(“the simpleton”)
1959, Hindi, approx. 157 minutes
Directed by Hrishikesh Mukherjee
Produced by L. B. Lachman
Story, Screenplay, and Dialogues: Inder Raj Anand; Lyrics: Hasrat, Shailendra; Music: Shankar-Jaikishan; Cinematography: Jaywant R. Pathare; Art Direction: M. R. Achrekar; Settings: K. Damodar
In a directorial career spanning some forty years, Hrishikesh Mukherjee made an equal number of what are often called “middle class” films. The label refers to their assumed target viewers who, like most of the principal characters in their narratives, were urban, educated people of secure but not lavish means, employed in white collar or professional jobs. But the designation might equally refer to their stylistic location somewhere between big budget, operatic masala melodramas, and the more austere and personal (and usually commercially unviable) visions of so-called “artfilm” or “alternative cinema” directors.
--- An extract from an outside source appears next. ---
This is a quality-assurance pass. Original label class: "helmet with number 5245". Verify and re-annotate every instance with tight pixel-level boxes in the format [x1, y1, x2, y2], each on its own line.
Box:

Though usually made on modest budgets, Mukherjee’s films adhere to many of the conventions of the mainstream commercial cinema—storylines that rely heavily on both comedy and pathos, music and dance scored by eminent Bombay composers, and big name (or “A-list”) stars—who regularly chose to work for Mukherjee both because of his benign personality and reputation for integrity, and because his scripts gave them the opportunity to appear in more challenging or non-standard roles (e.g., Amitabh Bachchan as a struggling musician in ALAAP, Rajesh Khanna as a dying cancer patient in ANAND, Dharmendra as himself in GUDDI). In contrast to the wide-canvas, “epic” look of more lavishly-budgeted films, Mukherjee’s have a characteristically closer-focus and unpretentious style that often displays crisp and inventive camerawork, as well as a resourceful use of modest sets and locations. Many of these films enjoyed appropriately modest commercial success when they were released, and they have held their own over the years and indeed, have grown more beloved to viewers with the passage of time. Today, Mukherjee (a Bengali who trained under the famed Bimal Roy, and who turned eighty in 2002) is regarded as one of the grand old men of the Hindi film industry.